¿Quién me mandaría meterte en este lío, verdad, hijo mío? Cada día,
teniendo que cumplir con la rutina de una amarga despedida, resabiados
tus ojos, llenos de cólera y lamento, que se sabrán de nuevo felices al
cabo de un rato, pero almacenan dentro de sí litros y litros de angustia
líquida, preparada para derramarse cuando menos te lo esperes.
Pero no me juzgues, porque el cariño manso mata y debilita los corazones
hambrientos como el mío. Y que le voy a hacer, si soy preso de mi
soledad, que me enaltece y descoloca. No te pido que lo entiendas ni lo compartas, solo que algun día puedas aceptarlo.
Y cuando me rechaces, desapareceré. Y cuando me necesites, apareceré
ipso facto, porque me enseñaste sin quererlo la lección más difícil de
aprender: el amor a primera vista con el que me obsequiaste
la primera vez que nuestros ojos se cruzaron, eras tu un cachito de
carne arrugado, un trocito de mí que venía aquí para rellenar las
huellas que dejé a medias en el pasado y crear las suyas propias.

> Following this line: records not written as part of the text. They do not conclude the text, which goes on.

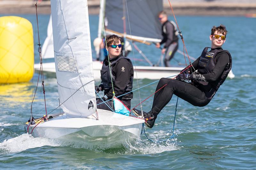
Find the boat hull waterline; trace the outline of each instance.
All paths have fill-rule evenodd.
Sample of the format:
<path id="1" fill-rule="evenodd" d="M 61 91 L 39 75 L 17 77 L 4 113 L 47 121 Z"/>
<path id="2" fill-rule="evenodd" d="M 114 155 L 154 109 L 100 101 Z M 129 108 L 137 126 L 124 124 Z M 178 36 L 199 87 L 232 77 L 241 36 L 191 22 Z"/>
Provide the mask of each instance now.
<path id="1" fill-rule="evenodd" d="M 93 145 L 112 145 L 123 143 L 131 138 L 140 138 L 144 120 L 107 110 L 97 110 L 99 120 L 92 115 L 84 118 L 69 118 L 64 114 L 39 123 L 31 134 L 34 137 Z M 37 124 L 29 126 L 29 133 Z"/>

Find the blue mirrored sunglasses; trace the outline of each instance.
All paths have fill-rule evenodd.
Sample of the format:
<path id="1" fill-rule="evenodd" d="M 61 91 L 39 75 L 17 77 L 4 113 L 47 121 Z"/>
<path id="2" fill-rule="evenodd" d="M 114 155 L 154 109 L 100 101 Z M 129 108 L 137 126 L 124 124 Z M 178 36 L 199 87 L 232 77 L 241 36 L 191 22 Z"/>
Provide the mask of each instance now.
<path id="1" fill-rule="evenodd" d="M 122 46 L 122 45 L 118 44 L 118 45 L 111 45 L 109 46 L 109 47 L 111 47 L 111 48 L 116 48 L 117 46 L 118 46 L 118 48 L 121 48 Z"/>

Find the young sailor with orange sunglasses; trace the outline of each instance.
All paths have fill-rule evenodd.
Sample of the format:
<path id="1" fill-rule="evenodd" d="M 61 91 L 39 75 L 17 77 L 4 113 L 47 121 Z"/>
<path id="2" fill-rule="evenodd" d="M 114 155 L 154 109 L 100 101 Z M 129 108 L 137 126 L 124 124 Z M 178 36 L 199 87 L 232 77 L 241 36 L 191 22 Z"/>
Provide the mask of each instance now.
<path id="1" fill-rule="evenodd" d="M 214 26 L 210 36 L 211 48 L 205 48 L 192 66 L 182 70 L 176 80 L 160 79 L 156 90 L 159 91 L 155 94 L 151 110 L 143 112 L 146 125 L 150 128 L 153 127 L 157 115 L 173 94 L 195 106 L 203 107 L 210 102 L 231 70 L 231 55 L 221 48 L 227 33 L 223 25 Z M 191 83 L 184 80 L 191 81 Z M 137 116 L 141 115 L 140 110 L 134 109 L 133 112 Z"/>

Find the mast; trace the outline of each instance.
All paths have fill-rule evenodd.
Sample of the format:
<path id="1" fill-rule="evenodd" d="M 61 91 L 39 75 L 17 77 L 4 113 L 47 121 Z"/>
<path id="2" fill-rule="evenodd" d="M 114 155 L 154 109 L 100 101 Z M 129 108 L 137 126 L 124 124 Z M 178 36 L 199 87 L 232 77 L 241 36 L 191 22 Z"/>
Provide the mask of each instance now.
<path id="1" fill-rule="evenodd" d="M 104 15 L 105 11 L 105 4 L 106 4 L 106 0 L 100 0 L 100 14 L 99 15 L 99 27 L 98 27 L 98 38 L 101 38 L 101 32 L 102 31 L 103 24 L 104 21 L 102 21 L 103 18 L 105 18 L 105 15 Z"/>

El amor incondicional por encima de todo y de todos, el amor inexistente,
el amor más egoísta y exigente, el amor que es un delirio.

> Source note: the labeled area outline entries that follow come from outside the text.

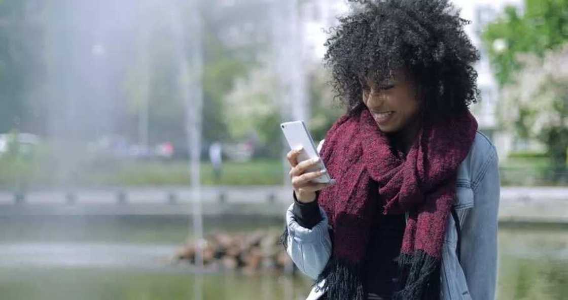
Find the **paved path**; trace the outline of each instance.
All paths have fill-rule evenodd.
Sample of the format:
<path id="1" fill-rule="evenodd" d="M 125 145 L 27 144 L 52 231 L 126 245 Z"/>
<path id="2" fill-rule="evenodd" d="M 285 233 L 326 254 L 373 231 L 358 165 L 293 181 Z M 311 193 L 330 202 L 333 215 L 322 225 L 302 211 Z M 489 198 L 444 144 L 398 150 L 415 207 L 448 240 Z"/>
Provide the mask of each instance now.
<path id="1" fill-rule="evenodd" d="M 4 191 L 0 215 L 189 214 L 196 197 L 206 215 L 280 216 L 292 201 L 291 188 L 282 186 L 204 187 L 199 194 L 176 186 L 34 191 L 19 201 Z M 499 219 L 568 224 L 568 187 L 502 188 Z"/>

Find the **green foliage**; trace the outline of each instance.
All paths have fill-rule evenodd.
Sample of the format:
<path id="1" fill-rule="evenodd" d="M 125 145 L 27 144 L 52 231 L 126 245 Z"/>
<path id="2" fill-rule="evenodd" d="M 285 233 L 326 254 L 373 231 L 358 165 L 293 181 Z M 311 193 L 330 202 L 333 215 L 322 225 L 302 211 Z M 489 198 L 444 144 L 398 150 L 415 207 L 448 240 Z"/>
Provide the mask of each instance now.
<path id="1" fill-rule="evenodd" d="M 485 48 L 501 86 L 510 82 L 521 67 L 519 53 L 542 56 L 546 50 L 568 41 L 568 0 L 527 0 L 525 3 L 524 15 L 508 7 L 483 34 Z"/>

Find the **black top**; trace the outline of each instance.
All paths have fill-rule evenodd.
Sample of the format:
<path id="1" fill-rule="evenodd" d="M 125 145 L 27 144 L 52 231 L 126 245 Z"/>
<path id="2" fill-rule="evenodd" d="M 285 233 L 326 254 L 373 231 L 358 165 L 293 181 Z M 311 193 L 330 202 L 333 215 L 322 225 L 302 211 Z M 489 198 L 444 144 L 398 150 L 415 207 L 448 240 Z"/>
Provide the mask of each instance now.
<path id="1" fill-rule="evenodd" d="M 323 219 L 317 200 L 303 203 L 298 201 L 295 193 L 294 200 L 293 213 L 300 226 L 311 229 Z M 367 293 L 385 299 L 392 296 L 398 277 L 396 259 L 400 253 L 406 226 L 404 215 L 386 215 L 381 216 L 381 220 L 371 228 L 363 265 Z"/>

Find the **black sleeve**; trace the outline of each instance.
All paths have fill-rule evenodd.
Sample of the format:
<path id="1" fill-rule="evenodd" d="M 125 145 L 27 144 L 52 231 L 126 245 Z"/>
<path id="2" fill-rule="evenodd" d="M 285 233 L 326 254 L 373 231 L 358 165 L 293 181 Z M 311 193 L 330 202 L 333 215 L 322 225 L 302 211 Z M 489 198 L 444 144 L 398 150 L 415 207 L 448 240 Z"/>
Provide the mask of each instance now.
<path id="1" fill-rule="evenodd" d="M 320 214 L 319 205 L 318 205 L 318 197 L 319 191 L 316 192 L 316 200 L 310 203 L 302 203 L 296 198 L 296 193 L 292 192 L 294 196 L 294 207 L 292 213 L 294 219 L 300 226 L 308 229 L 311 229 L 319 223 L 323 218 Z"/>

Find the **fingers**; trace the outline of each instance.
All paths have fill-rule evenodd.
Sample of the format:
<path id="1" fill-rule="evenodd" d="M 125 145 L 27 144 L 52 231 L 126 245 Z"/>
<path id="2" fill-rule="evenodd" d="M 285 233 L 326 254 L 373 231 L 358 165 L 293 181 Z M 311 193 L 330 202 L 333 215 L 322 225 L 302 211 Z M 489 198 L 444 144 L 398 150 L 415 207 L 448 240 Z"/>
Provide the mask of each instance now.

Seré tu ángel de la guarda, tu consejero y bienhechor, el chico de los
recados, el fuego que anida en tu interior y el estupor que retumba sobre tus poros porque, aunque ser padre es el negocio más sangriento y desagradecido, me das cobijo en tu joven corazón, impoluto e inmaculado,
sin trazas de perturbación, vivaracho y alegre dando botes sin razón alguna dentro del caparazón de la inocencia más pura. Me alimento de tu mirada sincera y desprovista de cualquier tipo de maldad. Me duermo al compás de tu respiración, leve, aguda, tranquila y resucito, con el timbre de tu voz que da vida de nuevo a la sangre almacenada en mis arterias y que creía desaparecida.